12 mars 2016

"Les hommes sont tout aussi nombreux à être victimes"

Dès qu'il est question de violence conjugale, la vaste majorité des gens imagineront immédiatement que l'homme est l'agresseur et que la femme est la victime.

Ce mythe idiot a assez duré.

Extrait de la nouvelle:

Des données rendues publiques par Statistique Canada cette semaine viennent déboulonner certains mythes sur la violence conjugale.

Ainsi, contrairement à la croyance populaire, l'Enquête sociale générale de 2014 sur la victimisation nous apprend que les hommes sont tout aussi nombreux à être victimes de violence conjugale que les femmes.

(...) Selon l'Enquête, sur un peu plus de 19 millions de Canadiens qui avaient un conjoint ou un ex-conjoint en 2014, environ 4%, soit 760 000 personnes, ont déclaré avoir été victimes de violence physique ou sexuelle, ou les deux, de la part de leur partenaire au cours des cinq années précédentes. Or, cette proportion de 4% est identique chez les hommes et les femmes.

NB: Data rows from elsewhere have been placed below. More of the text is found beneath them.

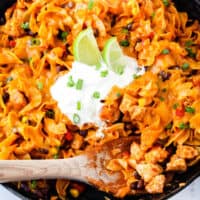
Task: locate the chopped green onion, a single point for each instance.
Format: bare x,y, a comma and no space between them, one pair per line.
184,125
56,156
90,4
169,126
96,95
135,76
153,15
25,25
165,51
185,66
35,41
120,71
40,85
165,2
33,184
162,98
175,106
50,114
104,73
118,94
188,43
79,84
9,79
30,59
63,36
190,52
70,82
76,118
78,105
124,30
124,43
189,109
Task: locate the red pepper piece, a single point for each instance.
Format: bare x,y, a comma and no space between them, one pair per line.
180,112
79,186
69,136
12,43
151,35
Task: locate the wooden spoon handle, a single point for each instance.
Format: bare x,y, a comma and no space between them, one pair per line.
19,170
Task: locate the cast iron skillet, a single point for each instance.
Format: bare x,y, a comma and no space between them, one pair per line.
193,9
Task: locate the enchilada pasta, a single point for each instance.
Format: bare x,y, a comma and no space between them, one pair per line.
162,106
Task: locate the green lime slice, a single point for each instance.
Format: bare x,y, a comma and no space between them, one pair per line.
113,56
85,48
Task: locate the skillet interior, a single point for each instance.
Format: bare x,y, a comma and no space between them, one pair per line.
193,9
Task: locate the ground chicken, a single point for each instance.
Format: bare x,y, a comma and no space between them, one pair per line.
176,164
156,154
136,152
17,100
148,171
156,185
186,152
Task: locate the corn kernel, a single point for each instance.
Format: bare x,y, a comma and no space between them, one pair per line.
141,102
74,192
24,119
54,151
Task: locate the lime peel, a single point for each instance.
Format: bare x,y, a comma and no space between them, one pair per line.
113,56
85,48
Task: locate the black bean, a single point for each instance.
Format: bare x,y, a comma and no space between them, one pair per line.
136,175
133,186
2,20
164,75
129,26
70,4
140,184
102,101
50,114
146,68
113,20
83,133
6,97
43,150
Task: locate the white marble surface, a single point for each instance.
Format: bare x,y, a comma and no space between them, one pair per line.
191,192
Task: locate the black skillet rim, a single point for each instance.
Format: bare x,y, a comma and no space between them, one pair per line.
193,9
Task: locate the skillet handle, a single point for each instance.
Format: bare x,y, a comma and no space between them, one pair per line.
4,5
20,170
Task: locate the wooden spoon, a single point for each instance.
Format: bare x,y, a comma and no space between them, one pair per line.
88,168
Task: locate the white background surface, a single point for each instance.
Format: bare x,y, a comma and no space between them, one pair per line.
191,192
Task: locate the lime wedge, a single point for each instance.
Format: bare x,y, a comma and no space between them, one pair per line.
113,56
85,48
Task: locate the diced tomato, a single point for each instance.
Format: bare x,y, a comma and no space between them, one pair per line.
196,83
126,154
180,112
69,136
12,43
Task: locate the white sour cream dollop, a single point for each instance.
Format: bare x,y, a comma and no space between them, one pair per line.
68,97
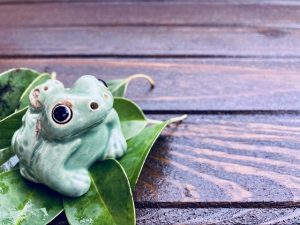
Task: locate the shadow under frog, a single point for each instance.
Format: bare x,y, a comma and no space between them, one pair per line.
65,131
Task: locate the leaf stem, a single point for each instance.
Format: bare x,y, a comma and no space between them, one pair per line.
53,75
150,121
140,75
177,119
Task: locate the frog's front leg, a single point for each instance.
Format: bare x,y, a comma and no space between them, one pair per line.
69,181
117,145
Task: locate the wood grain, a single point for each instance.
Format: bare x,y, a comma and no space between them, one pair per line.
150,41
218,216
189,84
188,13
223,159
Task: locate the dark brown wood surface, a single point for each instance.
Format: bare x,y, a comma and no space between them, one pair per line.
150,41
232,66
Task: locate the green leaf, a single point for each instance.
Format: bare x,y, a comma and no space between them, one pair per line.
9,125
132,118
24,99
12,84
118,87
138,149
26,203
109,200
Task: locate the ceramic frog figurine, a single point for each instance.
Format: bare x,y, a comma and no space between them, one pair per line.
66,130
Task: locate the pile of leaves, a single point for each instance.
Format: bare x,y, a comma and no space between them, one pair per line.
109,200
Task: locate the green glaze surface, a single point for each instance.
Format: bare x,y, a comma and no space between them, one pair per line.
59,153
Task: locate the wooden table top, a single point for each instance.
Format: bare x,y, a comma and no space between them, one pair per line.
232,66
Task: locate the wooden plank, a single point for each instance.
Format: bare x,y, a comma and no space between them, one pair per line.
218,216
150,41
251,13
224,160
189,84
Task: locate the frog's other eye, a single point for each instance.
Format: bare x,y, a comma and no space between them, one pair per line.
61,114
105,84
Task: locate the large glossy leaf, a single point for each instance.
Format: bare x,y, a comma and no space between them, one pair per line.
109,200
9,125
119,87
24,99
138,150
12,84
132,118
26,203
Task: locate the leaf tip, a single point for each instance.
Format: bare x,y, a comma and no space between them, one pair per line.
146,77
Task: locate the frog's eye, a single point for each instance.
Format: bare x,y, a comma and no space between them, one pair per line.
61,114
105,84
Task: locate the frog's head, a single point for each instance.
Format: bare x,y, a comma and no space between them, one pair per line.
65,112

(...) Par ailleurs, parmi les victimes de violence conjugale, les femmes demeurent deux fois plus nombreuses à avoir subi les violences les plus graves (34 % contre 16 % chez les hommes), soit d'avoir été agressées sexuellement, battues, étranglées ou menacées avec une arme à feu ou un couteau.

Par contre, les hommes sont trois fois et demi plus nombreux (35 % contre 10 %) à avoir subi des voies de fait sous la forme de coups de pied, de morsures, de coups et de coups avec un objet contondant.

Le professeur Guay précise que les données montrent depuis longtemps que les hommes sont aussi nombreux à déclarer être victimes de violence conjugale, mais la nature des violences subies par les hommes l'étonne.

«C'est la première fois que je vois un rapport de Statistique Canada qui dit que les hommes ont été plus souvent victimes de ces formes de violence grave que les femmes. Ça me surprend. Je n'aurais pas pu prédire ça», a-t-il expliqué.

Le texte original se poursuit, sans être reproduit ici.